Someone once said to me that it seemed selfish to focus on my own spiritual life. She thought Christian were supposed to put others first and not be concerned about themselves.
While putting others above ourselves is a main characteristic of being like Jesus, Philippians 2, the passage that says we need to consider others more important than ourselves does not leave out personal care. It says, “Let each of you look out not only for his own interests, but also for the interests of others.” (Italics mine)
However, her words made me think about the fine line between just taking care of myself only so I don’t have to bother with anyone else and how I should take care of myself so I am capable of caring for others.
I can’t do what Philippians 2 says without paying attention to my own spiritual life. Without some personal focus, my life cannot be clean nor would I be able to meet other demands.

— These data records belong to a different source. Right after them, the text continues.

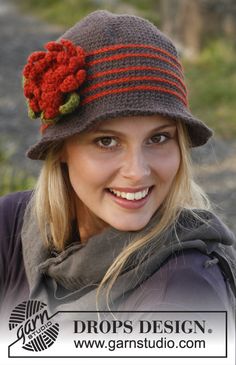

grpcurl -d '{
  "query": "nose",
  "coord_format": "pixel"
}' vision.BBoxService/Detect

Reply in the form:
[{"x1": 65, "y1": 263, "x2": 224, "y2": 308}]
[{"x1": 121, "y1": 149, "x2": 151, "y2": 182}]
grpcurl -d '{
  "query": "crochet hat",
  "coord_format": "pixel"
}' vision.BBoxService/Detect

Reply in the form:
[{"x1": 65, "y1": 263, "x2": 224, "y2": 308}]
[{"x1": 23, "y1": 10, "x2": 212, "y2": 160}]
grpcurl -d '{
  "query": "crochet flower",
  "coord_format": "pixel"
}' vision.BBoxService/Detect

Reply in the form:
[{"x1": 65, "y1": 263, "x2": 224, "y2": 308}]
[{"x1": 23, "y1": 39, "x2": 86, "y2": 124}]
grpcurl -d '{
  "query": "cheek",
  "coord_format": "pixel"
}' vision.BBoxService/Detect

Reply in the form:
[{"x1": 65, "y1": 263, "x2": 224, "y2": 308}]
[
  {"x1": 152, "y1": 146, "x2": 180, "y2": 184},
  {"x1": 67, "y1": 147, "x2": 114, "y2": 194}
]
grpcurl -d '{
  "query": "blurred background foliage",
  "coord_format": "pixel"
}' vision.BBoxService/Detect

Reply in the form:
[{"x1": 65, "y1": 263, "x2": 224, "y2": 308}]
[
  {"x1": 0, "y1": 0, "x2": 236, "y2": 195},
  {"x1": 14, "y1": 0, "x2": 236, "y2": 138}
]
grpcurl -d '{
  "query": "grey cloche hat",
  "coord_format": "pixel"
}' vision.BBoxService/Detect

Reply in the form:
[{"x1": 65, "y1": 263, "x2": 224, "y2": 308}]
[{"x1": 23, "y1": 10, "x2": 212, "y2": 160}]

Besides that, watching my own spirituality is protection against false teaching. 2 Peter was written to expose and thwart those who came into the church teaching error. Towards the end of the book Peter tells believers that Scripture can be a challenge. He says that “Paul, according to the wisdom given to him, has written to you, as also in all his epistles, speaking in them of these things (warnings about false teaching), in which are some things hard to understand, which untaught and unstable people twist to their own destruction, as they do also the rest of the Scriptures.”
I’m well aware that some people distort what the Bible says. Part of it is a failure to recognize the need for the Holy Spirit’s input into interpretation. Christians can go off base if we approach the Bible without relying on God to help us understand it properly.
This verse talks about those who are “untaught and unstable,” interesting word choices. “Untaught” is a polite way to say “ignorant.” As a teacher, I’ve learned the hard way that if I don’t know what I am talking about, shut up. These false teachers didn’t have a clue, but that didn’t stop them from twisting or perverting the Word of God, then teaching what they didn’t know.
“Unstable” means not established, not firmly in place, unfixed. Their teaching was ‘all over the place’ and not firmly grounded in the person of Jesus Christ.
Sometimes false teachers know what they are doing. They deliberately deceive, with intentions to gain a following or even money. Others are simply blinded by the Liar who has them in darkness. I recall a young girl from a Mormon family who came to a youth meeting at our house. I asked her how a person could be saved. She said, “By doing good works.”
I had her read aloud Ephesians 2:8-9, which says, “For by grace you have been saved through faith, and that not of yourselves; it is the gift of God, not of works, lest anyone should boast.” Then I asked her how those verses explained the way of salvation. She replied, “They say you are saved by doing good works.”
The odd thing about false teaching is that it strongly appeals to the old self. I’d love it if I could be saved by doing good works—IF I could do them to the degree that impressed God. Wouldn’t that be something to boast about? Other “twisted” ideas often appeal to what my pride wishes were true.
That is why Peter adds a warning after his admission about some of Paul’s teaching being hard to understand and warning that false teachers will twist it. He says, “You therefore, beloved, since you know this beforehand, beware lest you also fall from your own steadfastness, being led away with the error of the wicked; but grow in the grace and knowledge of our Lord and Savior Jesus Christ.”
God plainly wants me to take care of my spiritual life! He says to beware of falling from my firm position in Christ into the same errors that these people teach, the errors that sound good if I take my eyes off Jesus. Keep looking at Him. By grace I was saved; by grace I am being saved. In knowing Jesus, I experience grace. In deepening my knowledge of Him, I continue to experience grace.
By taking care of my spiritual life first, I am able to focus on others. Jesus is my source and resource. He fills me with love, grace, all good things, and I must come back to Him again and again so He can fill my cup. Otherwise I’m nothing, have nothing to give, and have nothing to correct those who offer me false teaching.